Monday, March 25, 2024

Using Gene Selection to Improve Seafood

 Specifically, shrimp!  In recent years, farming within the shrimp industry has become tough.  Shrimp is selling at incredibly low prices, yet the cost of feeding and raising the animal is high.  Not only that, many farmers' stocks are susceptible to disease, which can result in devastating financial losses.  This article goes into how the company, the Center for Aquatic Technologies (CAT), helps farmers improve their shrimp stocks.  CAT provides genotyping services that can allow farmers to select for traits better for breeding their shrimp.  Traits that could make the shrimp more disease resistant and grow better.  CAT uses panels for genotyping, which is a collection of genes that can be tested for mutations, diseases, etc.  Back in 2019, CAT developed a high-density panel for shrimp genotyping that can help farmers all around the world.

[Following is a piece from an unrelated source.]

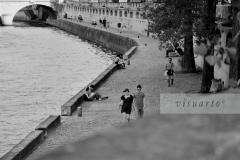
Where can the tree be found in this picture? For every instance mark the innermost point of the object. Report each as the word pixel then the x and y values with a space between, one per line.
pixel 235 63
pixel 208 27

One thing that fascinated me about this article was the fact that a company like CAT even exists in the first place.  It just would have never occurred to me that there was a niche to be filled in genotyping shrimps in order to produce better seafood stocks.  Of course, humans have been breeding bigger, better, tastier plants and animals for thousands of years now.  but the realm of shrimp farming was so obscure to me that it was interesting to see such a complex technology be applied to something so specific.  In the article, one of the people working for CAT mentions how farmers can't just rely on genetics and breeding alone.  Good animal husbandry practices must be done as well, and as someone who has kept and bred my own population of shrimp before, I couldn't agree more with that statement.  Although, pet cherry shrimp aren't exactly the same as the food shrimp discussed in the article, such monodon and vannamei shrimp.